Monday, February 15, 2010

God is truly talking to me today!!  The messages are about letting go and understanding I don't have control and I need to stop fighting that.  Faith and trusting in Him.  My Message From God today was:  On this day of your life, Cristina, we believe God wants you to know ... that it's time you let go.  Yes, of course, you want to control so everything happens in just the way you want it. But at the end of the day, we control nothing, - it's all in God's hands, - has always been, and will always be. So, do what you can, and then let go, and let God handle the rest.

My message on the Prescriptions for Hope with Dr. Kenya radio program today talked about more in that realm.  The delays that we think are occurring are just moments in time when God is setting up our circumstance that He wants us to have.  In these moments, our faith in Him must supercede those moments of panic and feelings of abandonment.  The doubts of what we thought was supposed to be, or the feelings of "missing our moment" are moments when faith truly must be exercised.  I saw a wall hanging over the weekend that said this "Faith - When you come to the edge of all the light you have known and are about to step out into the darkness, faith is knowing one of two things will happen...there will be something to stand on or you will be taught how to fly."  You know my post from January 29 has continued to bother (I'm not sure if that's the word I want to use but it has just lingered in my mind for a bit) me because the emotions I think I sent out was that I lacked faith and that wasn't what I wanted to prevail.  Seeing this quote finally helped me to understand what I was trying to share.  See, He shows us, if we are willing to listen and see, what we need to know, even in times when we were unprepared.

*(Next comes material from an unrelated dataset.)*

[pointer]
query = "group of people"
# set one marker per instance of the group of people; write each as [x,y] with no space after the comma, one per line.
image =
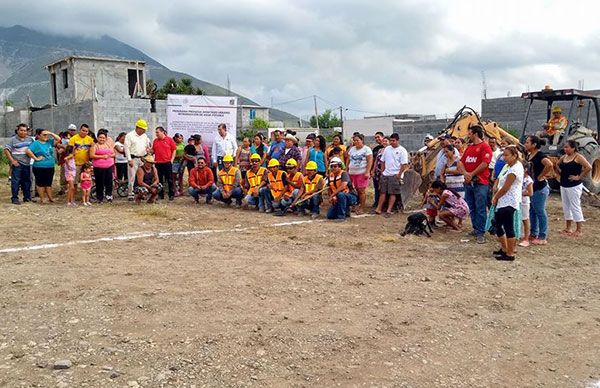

The message I received when I opened a reply to an email was I believe a piece of a poem from a German poet "Have patience with everything unresolved in your heart and try to love the questions themselves, as if they were locked rooms, or books written in a very foreign language.  Don't search for the answers, which could not be given to you now, because you would not be able to live them.  And the point is to live everything.  Live the questions now.  Perhaps then, someday far in the future, you will gradually, without even noticing it, live your way into the answer." --Rainer Maria Rilke.  This was actually a response to my supervisor asking me to write an essay about my dream job.  I had many difficulties in writing it and I felt that I still had no answer by the time I turned it in.  And yet, this response which was just a portion of what she shared with me, I found comforting because I felt vulnerable when I turned in my writing because it was more personal than I ever care to be in relation to work and because it just reiterated that there are so many things that I cannot control, including someone else's response to me. 

Oh, the messages are abound!  Yes, coming in 12 megapixels and full color today!  I can't even deny not hearing, seeing or knowing.  Wow.  Days like this give me strength to move forward...to believe that as long as I trust in Him to carry me, I don't have to worry about much else.  I heard it the other week - "If you're going to pray, don't worry.  If you're going to worry, don't pray."  Enough said, don't you think?